После моего доброго совета Егор еще больше насторожился.
— Васька! — закричал он. — Будь другом, подсоби моей бабе, я при исполнении…
Но голос Егора потонул в шумной суетливой толпе. Когда все взобрались в вагон и толкотня прекратилась, мы — я и Егор с женой и детьми — поднялись в вагон последними. Мест на нарах действительно на всех не хватало, многие сидели на полу, на своих мешках с матрацами, подушками, одеялами. Старший по вагону распорядился потесниться, мы оказались на верхних нарах. Я у окна, рядом со своим конвоиром, и тут же, по другую сторону, его семейство. Уставшая от сборов и мучительной посадки в вагон, жена Егора не переставала ворчать:
— Черт тебя возьми! Какая сатана погнала тебя в энтот Мариинск, остаться, что ль, не мог?! Работы на тебя и в Новосибирске хватило бы — нет же, обязательно прется невесть куда, в дыру!
— Уймись, дамочка столичная, там тебе хуже не будет: огород большой дадут, картошки вволю посадишь, кабанов двух выкормишь, глядишь, и деньжонки будут, а ты их шибко любишь, но тебе ж никогда не угодишь.
Наконец все как-то устроились и чуть притихли. Так неожиданно оказалась я в компании вольной и веселой.

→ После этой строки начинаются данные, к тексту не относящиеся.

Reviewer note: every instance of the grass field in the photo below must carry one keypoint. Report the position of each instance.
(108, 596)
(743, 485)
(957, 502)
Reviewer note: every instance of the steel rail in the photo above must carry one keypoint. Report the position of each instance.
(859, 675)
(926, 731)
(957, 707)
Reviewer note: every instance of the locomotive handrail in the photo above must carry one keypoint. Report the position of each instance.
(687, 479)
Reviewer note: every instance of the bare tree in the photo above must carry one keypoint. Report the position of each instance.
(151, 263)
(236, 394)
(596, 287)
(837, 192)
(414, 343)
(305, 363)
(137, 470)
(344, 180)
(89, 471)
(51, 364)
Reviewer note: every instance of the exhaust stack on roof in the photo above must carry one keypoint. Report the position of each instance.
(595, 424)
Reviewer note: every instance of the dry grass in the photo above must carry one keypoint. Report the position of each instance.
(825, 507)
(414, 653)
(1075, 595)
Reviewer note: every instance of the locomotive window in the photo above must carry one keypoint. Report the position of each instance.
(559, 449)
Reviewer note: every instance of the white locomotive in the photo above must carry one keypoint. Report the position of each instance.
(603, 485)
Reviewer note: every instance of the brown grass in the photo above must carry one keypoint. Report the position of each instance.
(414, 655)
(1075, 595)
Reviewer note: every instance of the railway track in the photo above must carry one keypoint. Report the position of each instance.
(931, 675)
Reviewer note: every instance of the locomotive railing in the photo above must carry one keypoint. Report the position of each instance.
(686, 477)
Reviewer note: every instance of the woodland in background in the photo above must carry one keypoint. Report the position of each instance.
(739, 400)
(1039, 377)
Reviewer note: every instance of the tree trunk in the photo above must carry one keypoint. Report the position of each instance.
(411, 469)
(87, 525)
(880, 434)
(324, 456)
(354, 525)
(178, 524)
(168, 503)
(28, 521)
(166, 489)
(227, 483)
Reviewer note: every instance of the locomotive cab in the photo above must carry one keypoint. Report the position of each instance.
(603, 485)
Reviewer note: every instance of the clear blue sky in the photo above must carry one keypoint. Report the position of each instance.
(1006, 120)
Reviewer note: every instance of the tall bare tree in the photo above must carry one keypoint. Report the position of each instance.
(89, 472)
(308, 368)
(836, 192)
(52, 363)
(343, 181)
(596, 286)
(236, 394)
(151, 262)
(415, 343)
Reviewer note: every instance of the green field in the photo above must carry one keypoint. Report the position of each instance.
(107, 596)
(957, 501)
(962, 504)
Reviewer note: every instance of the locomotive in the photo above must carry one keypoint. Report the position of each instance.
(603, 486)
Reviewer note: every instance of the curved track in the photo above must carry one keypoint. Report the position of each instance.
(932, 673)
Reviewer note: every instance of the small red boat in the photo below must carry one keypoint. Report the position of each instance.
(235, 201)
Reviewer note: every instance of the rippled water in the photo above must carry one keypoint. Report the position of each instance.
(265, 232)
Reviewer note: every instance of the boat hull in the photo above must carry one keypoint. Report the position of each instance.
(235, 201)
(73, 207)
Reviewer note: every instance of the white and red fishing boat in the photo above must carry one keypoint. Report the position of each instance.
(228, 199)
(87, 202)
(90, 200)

«Вольняшками» называли заключенные вольнонаемных сотрудников лагерей. А эти были из тех, кто действительно чувствовал себя на той «воле» свободными. Ибо свобода есть осознанная необходимость. Ничто их не угнетало. Лоснящаяся краснощекость их сытых жен после изможденных, страдальческих и голодных лиц заключенных женщин — жен «врагов народа» — в Томском лагере особенно поразила меня. Конвойный состав в ту, еще довоенную пору был молодым. Но затесался среди них один пожилой и мудрый. Сидел он невдалеке, и я слышала, как делился он с молодыми своими мыслями:
— Когда был я мальчишкой, скот в деревне пас, пользу мужикам приносил, а теперь вот — людей пасу, и так много становится людей этих, которых пасти надо, что скоро пастухов на них не хватит, а скотину и вовсе пасти некому будет, и хлеб сеять некому. Как подумаешь, жуть берет! Светопреставление, а не жизнь!

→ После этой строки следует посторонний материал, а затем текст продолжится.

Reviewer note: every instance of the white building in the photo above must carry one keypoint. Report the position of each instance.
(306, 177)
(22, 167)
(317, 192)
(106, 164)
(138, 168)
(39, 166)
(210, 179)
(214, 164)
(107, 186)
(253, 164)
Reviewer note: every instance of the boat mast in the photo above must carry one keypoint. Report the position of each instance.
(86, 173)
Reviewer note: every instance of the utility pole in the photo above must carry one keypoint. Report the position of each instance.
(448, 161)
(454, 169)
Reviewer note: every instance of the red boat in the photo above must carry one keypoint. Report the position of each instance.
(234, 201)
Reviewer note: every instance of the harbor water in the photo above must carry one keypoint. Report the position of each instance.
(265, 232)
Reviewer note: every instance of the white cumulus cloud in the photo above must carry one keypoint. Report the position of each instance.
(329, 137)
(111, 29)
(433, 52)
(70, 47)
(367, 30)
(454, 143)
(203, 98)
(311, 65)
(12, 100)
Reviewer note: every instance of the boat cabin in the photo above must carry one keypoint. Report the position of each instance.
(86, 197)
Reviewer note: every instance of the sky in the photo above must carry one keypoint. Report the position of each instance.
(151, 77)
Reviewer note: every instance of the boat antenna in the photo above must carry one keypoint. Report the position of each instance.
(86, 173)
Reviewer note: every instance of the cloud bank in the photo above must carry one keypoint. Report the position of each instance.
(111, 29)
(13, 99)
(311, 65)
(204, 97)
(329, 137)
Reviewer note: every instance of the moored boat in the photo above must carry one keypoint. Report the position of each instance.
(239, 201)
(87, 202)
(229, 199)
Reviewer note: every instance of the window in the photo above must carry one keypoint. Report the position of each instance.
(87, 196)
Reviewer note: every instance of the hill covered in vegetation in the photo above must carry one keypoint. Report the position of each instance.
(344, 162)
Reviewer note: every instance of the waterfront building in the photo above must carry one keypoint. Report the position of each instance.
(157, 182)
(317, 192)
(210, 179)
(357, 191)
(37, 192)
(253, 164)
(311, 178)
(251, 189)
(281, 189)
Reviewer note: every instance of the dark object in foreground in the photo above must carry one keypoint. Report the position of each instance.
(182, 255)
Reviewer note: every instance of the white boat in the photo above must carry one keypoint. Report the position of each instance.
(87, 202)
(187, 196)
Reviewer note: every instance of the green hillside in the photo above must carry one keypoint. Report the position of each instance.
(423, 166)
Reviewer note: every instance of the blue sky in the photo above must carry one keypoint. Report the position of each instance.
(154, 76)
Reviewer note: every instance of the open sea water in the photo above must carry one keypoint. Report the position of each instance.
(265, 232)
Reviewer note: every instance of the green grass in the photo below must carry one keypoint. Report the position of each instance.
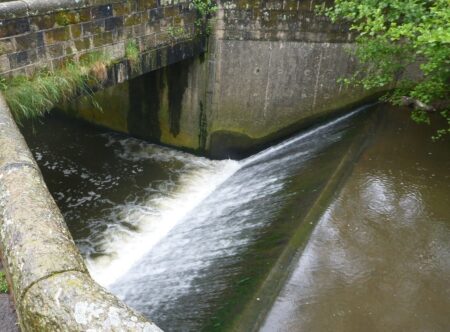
(3, 283)
(33, 97)
(132, 51)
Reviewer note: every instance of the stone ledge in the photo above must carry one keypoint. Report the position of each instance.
(71, 301)
(27, 8)
(50, 284)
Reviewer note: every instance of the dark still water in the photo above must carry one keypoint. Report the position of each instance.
(189, 241)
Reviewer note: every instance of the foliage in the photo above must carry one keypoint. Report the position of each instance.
(34, 96)
(132, 51)
(176, 32)
(3, 283)
(205, 11)
(395, 38)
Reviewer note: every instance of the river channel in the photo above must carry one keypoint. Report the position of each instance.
(191, 242)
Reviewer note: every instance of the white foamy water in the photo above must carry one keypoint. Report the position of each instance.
(141, 225)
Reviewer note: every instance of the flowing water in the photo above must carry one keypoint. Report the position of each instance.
(188, 241)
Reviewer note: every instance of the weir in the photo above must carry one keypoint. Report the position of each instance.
(199, 220)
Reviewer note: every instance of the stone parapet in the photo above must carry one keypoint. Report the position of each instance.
(47, 33)
(49, 281)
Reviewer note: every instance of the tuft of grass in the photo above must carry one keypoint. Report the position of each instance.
(3, 283)
(33, 97)
(132, 51)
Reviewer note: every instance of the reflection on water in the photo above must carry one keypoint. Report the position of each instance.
(379, 259)
(184, 239)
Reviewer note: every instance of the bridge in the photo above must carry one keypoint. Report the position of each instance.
(267, 69)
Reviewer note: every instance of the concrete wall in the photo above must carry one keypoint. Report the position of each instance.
(50, 284)
(276, 69)
(271, 69)
(47, 33)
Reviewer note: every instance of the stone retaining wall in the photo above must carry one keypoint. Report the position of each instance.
(48, 278)
(47, 33)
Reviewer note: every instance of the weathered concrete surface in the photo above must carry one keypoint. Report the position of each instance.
(271, 69)
(50, 284)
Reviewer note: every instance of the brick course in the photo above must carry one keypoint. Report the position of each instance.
(46, 33)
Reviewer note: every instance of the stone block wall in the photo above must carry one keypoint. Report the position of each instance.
(46, 33)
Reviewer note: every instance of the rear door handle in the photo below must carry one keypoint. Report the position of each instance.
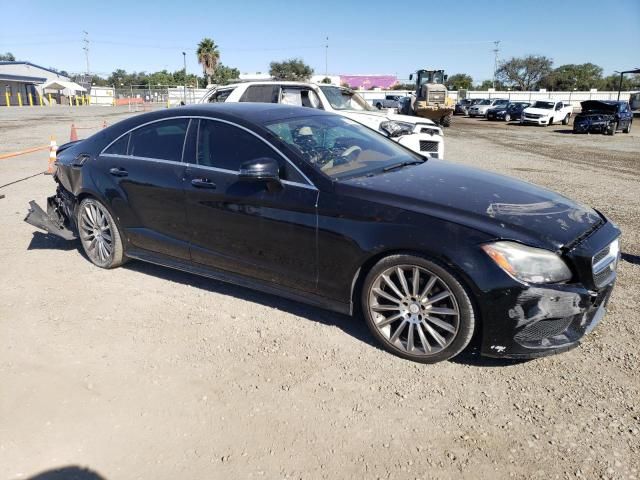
(118, 172)
(203, 183)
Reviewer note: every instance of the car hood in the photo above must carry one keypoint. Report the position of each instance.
(595, 106)
(539, 111)
(500, 206)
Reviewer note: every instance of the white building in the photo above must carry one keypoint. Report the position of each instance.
(27, 78)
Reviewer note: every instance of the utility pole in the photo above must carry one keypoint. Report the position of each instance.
(326, 58)
(495, 61)
(184, 58)
(85, 40)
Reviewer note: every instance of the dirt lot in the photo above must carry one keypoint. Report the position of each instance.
(144, 372)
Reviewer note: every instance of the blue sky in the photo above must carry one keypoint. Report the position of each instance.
(364, 37)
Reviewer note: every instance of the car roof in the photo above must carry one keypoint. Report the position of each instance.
(247, 111)
(271, 82)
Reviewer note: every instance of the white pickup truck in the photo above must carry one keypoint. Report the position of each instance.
(418, 134)
(547, 112)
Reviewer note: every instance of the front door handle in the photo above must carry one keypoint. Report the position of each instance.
(203, 183)
(118, 172)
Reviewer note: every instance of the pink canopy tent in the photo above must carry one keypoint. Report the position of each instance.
(368, 81)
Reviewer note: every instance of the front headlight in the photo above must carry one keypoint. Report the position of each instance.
(528, 264)
(396, 129)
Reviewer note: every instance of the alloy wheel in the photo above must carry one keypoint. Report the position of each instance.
(414, 310)
(96, 233)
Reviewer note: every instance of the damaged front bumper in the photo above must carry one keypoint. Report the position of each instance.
(58, 219)
(529, 321)
(546, 321)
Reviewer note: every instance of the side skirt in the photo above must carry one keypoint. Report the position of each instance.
(240, 280)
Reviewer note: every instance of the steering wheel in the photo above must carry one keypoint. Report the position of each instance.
(350, 154)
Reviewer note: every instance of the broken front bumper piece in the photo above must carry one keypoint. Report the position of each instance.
(51, 221)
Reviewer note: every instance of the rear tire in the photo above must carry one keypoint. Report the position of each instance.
(428, 322)
(99, 234)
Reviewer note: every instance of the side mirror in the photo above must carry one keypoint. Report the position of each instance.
(262, 169)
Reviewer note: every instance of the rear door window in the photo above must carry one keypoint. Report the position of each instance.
(225, 146)
(162, 140)
(261, 94)
(221, 95)
(119, 147)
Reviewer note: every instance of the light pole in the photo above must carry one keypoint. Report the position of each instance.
(184, 58)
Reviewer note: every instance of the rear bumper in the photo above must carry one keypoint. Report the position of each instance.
(57, 220)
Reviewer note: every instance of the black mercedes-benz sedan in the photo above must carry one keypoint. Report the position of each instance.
(603, 116)
(318, 208)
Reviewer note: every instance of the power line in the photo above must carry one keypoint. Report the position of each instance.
(496, 50)
(85, 40)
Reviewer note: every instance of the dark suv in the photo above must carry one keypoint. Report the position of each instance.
(603, 116)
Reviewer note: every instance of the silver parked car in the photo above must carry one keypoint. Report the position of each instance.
(480, 109)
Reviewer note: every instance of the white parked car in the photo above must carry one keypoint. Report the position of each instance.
(418, 134)
(480, 109)
(547, 112)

Во всем вагоне только его волновало происходящее, остальные же отнеслись к его рассуждениям более чем равнодушно.
Наконец раздался оглушительный свисток, паровоз запыхтел, заскрипели, загромыхали колеса — мы тронулись в путь. Движение в вагоне-клетке усугубило гнетущее чувство несвободы, обострило ощущение бесперспективности выбраться когда-либо за пределы тюрьмы и воспринималось мною как приближение к смерти.

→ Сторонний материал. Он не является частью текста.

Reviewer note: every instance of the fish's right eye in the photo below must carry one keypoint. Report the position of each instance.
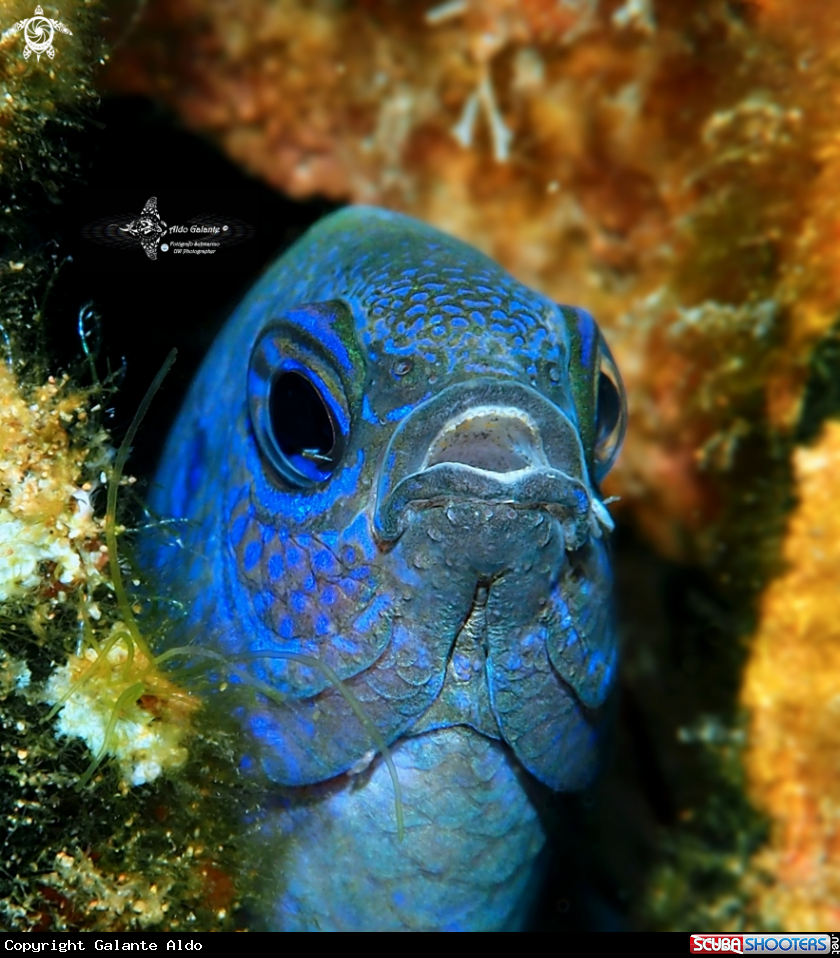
(298, 410)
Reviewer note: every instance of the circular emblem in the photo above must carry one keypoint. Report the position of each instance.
(35, 32)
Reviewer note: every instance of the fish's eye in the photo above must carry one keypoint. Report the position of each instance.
(610, 413)
(298, 412)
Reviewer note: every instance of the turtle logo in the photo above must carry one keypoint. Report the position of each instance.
(38, 32)
(149, 228)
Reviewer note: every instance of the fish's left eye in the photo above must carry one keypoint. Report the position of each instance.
(298, 411)
(611, 413)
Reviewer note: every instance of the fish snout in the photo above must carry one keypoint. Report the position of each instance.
(477, 446)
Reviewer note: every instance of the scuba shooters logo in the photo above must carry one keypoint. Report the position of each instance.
(765, 944)
(203, 234)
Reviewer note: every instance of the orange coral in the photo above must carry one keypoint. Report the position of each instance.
(791, 688)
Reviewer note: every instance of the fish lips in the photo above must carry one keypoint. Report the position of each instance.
(491, 442)
(439, 486)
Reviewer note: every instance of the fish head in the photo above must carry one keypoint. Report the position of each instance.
(393, 459)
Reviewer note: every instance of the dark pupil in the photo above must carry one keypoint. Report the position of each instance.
(609, 407)
(299, 417)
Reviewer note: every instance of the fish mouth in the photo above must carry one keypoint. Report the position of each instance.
(493, 443)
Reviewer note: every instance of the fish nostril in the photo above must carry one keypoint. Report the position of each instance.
(489, 438)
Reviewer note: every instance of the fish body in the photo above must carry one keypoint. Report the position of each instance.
(390, 462)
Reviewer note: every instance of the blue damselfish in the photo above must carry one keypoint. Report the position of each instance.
(389, 463)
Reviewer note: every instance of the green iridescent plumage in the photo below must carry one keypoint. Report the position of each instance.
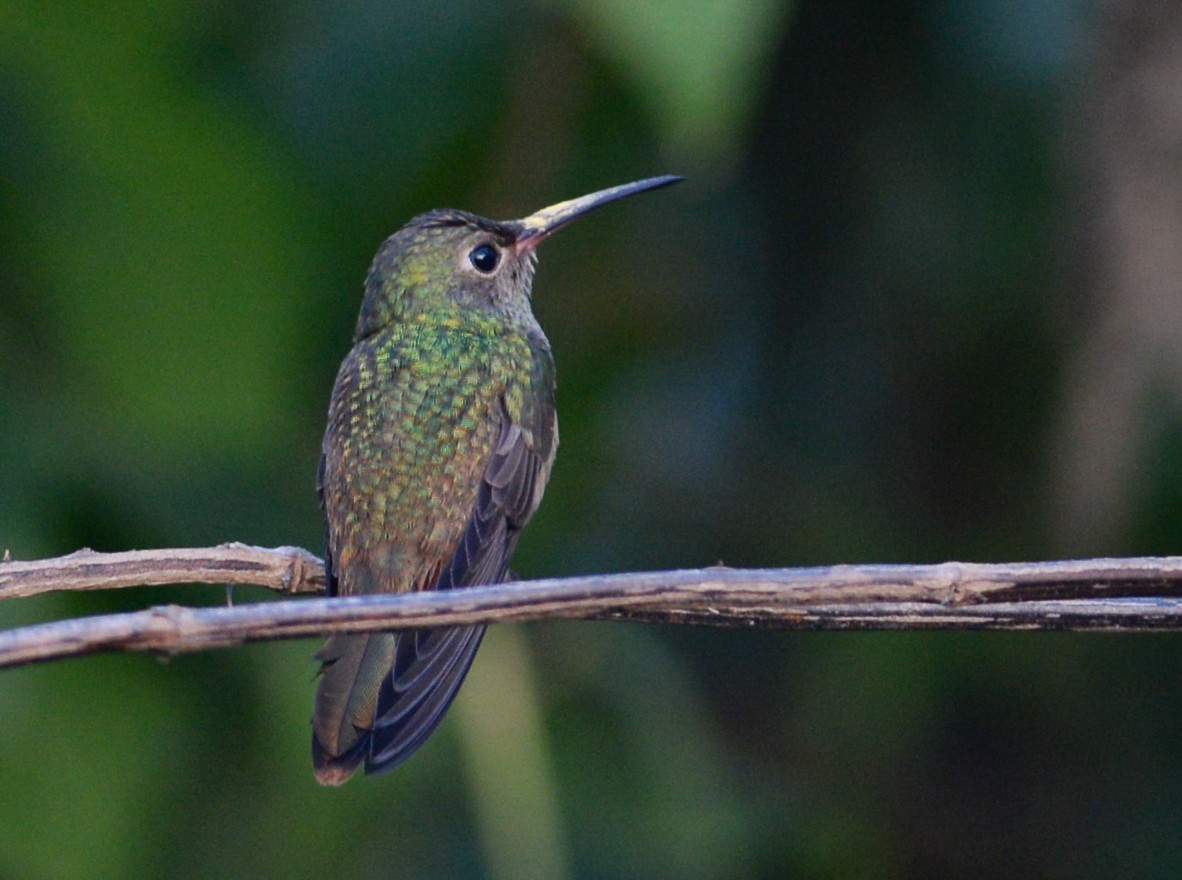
(440, 441)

На станциях, мимо которых мы проезжали, красовались портреты Ежова и плакаты с хвалебными гимнами «ежовым рукавицам», беспощадно громящим «осиные гнезда врагов народа».
И вдруг нахлынуло. Защемило сердце… К чему было писать мне Ежову: «Расстреляйте меня, я жить не хочу»? И без моей просьбы обошлось бы. Быть может, не так уж и «не хочу»? Хотелось же мне увидеть когда-нибудь сына. Но и жив ли он, к тому времени я не знала. В этом обращении к Ежову проявились отчаяние, безысходность моего положения, ужасающие условия, в которых я находилась, и одновременно вызов: вы уничтожили всех, кто был мне дорог, вы убили горячо любимого мной человека, вы замарали его грязью с ног до головы — убейте теперь и меня!
А вокруг кипела жизнь: жены конвоиров, весело болтая и от души смеясь, готовились к ужину, расстилали на ящиках кто полотенце, кто тряпку, кто газету. Нарезали толстыми ломтями хлеб, сало, выкладывали из кастрюль вареную картошку и яйца. Детям молока, мужчинам водки прихватили. Пили немного, по стопочке-другой, чтобы не опьянеть: поезд в любой момент мог остановиться и начальники нагрянуть. Женщины пытались меня накормить, но мой Егор воспрепятствовал, сказал: «Не положено».
Закусили, чуть выпили и развеселились. Заливались гармошки-трехрядки, пели хором звонко и слаженно «Шумел камыш», грустную, заунывную песню о бродяге: «Идет бродяга с Сахалина, далек, далек бродяги путь, укрой меня, тайга глухая, бродяга хочет отдохнуть…» А затем под гармонь и частушки и плясать пошли. «Эх! В нашем саде, в самом заде вся трава примятая, то не ветер, то не буря, то любовь проклятая!»